Though her craft is solitary, she never is.
At her side is her husband of 22 years, Mike, a 68-year-old former construction worker with thinning white hair, hands made strong by a lifetime of honest work and a subtle western charm that seems to define him. And though he said he rarely smiles, he betrayed himself again and again as he spoke of his wife, her art and their life together.
"As long as we've been together she still amazes me," Mike said, a smile again spreading across his face.
The two first met over cocktails at a singles function in California. Sandy had come with a girlfriend, who first noticed Mike standing across the room talking to another woman. She commented to Sandy that she thought he looked interesting before approaching him and introducing the two.
Mike broke the ice with Sandy by showing her a tattoo of her name on his arm, a very permanent memento from a previous marriage to a woman of the same name. Despite their immediate attraction, Mike politely departed and rejoined the woman to whom he had previously been speaking, an act of consideration Mike said Sandy appreciated.
He didn't miss the opportunity to write down Sandy's phone number, though.
In less than five months, they stood together in the breezeway of an eight-horse barn that belonged to Mike's son as a minister in full western garb walked them through their wedding vows.
"We clicked right away," Mike recounted, "and we've been together ever since."

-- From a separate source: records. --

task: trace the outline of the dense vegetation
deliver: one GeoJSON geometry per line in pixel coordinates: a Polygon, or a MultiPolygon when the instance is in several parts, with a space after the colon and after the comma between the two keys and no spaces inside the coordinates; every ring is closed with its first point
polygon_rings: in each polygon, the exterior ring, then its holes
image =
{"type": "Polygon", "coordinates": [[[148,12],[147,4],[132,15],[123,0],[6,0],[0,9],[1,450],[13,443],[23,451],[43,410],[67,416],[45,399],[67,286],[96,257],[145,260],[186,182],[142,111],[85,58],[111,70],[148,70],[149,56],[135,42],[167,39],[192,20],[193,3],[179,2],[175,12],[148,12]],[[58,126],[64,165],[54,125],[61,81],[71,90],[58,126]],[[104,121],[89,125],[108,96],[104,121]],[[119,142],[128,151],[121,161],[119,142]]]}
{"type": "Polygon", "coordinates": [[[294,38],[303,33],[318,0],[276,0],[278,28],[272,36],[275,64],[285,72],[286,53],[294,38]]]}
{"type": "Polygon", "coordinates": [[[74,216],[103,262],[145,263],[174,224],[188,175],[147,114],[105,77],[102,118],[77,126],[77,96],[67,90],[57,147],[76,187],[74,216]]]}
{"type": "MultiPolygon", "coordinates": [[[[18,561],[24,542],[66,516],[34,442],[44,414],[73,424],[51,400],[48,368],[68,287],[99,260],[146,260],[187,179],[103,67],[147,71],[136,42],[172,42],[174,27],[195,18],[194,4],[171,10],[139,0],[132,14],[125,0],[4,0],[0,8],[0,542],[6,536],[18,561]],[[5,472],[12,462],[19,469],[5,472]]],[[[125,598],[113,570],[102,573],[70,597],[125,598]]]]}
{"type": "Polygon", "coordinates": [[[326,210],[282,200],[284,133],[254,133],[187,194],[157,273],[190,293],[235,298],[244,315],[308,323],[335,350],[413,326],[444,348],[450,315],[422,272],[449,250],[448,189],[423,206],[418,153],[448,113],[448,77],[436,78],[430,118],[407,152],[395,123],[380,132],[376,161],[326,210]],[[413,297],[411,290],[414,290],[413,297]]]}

At the time they were married, Sandy worked in California as a commercial artist, creating murals and paintings for different restaurants, a job Mike said did not make her happy.
"I saw what she was doing at home and I thought it was pretty good," he said. "I told her I'd take care of her and to quit her job and that's all it took."
Since that time, Sandy has taken her love of art to the upper echelons of professional success. From her quaint home tucked away in the Hualapai Mountains, she paints daily, producing approximately one piece each week, all of which are for sale. Subject matter includes but is not limited to western, wildlife, portraits and pets.
Her detailed and colorful images can now be found in department stores around the country on jigsaw puzzles, banners, collectible figurines, greeting cards and address labels.
And, as her business card clearly states, no job is too big or too small. Her murals, the first of which she painted on the Justice Court Building downtown only four years ago, are now a common sight all over the city.
Locations where they can be found include the Route 66 Museum in the Powerhouse Visitor's Center, the Dambar Steakhouse patio, the downtown water tower on Andy Devine Avenue and the Ocotilla Cantina in Golden Valley, which has yet to open, but to date is Rusinko's largest and most time-consuming project.
Many of her murals also appear outside of public view in the homes of area residents.
When Sandy paints a mural, which typically takes three to four weeks, Mike said he is never far from her side.
"I'm there to wash brushes, set up scaffolding, whatever is necessary," the self-described gopher said, adding, "and I'm always there to make sure she is safe."
In a separate interview days prior, Sandy said, "If I didn't have him there to help me I wouldn't be able to do it."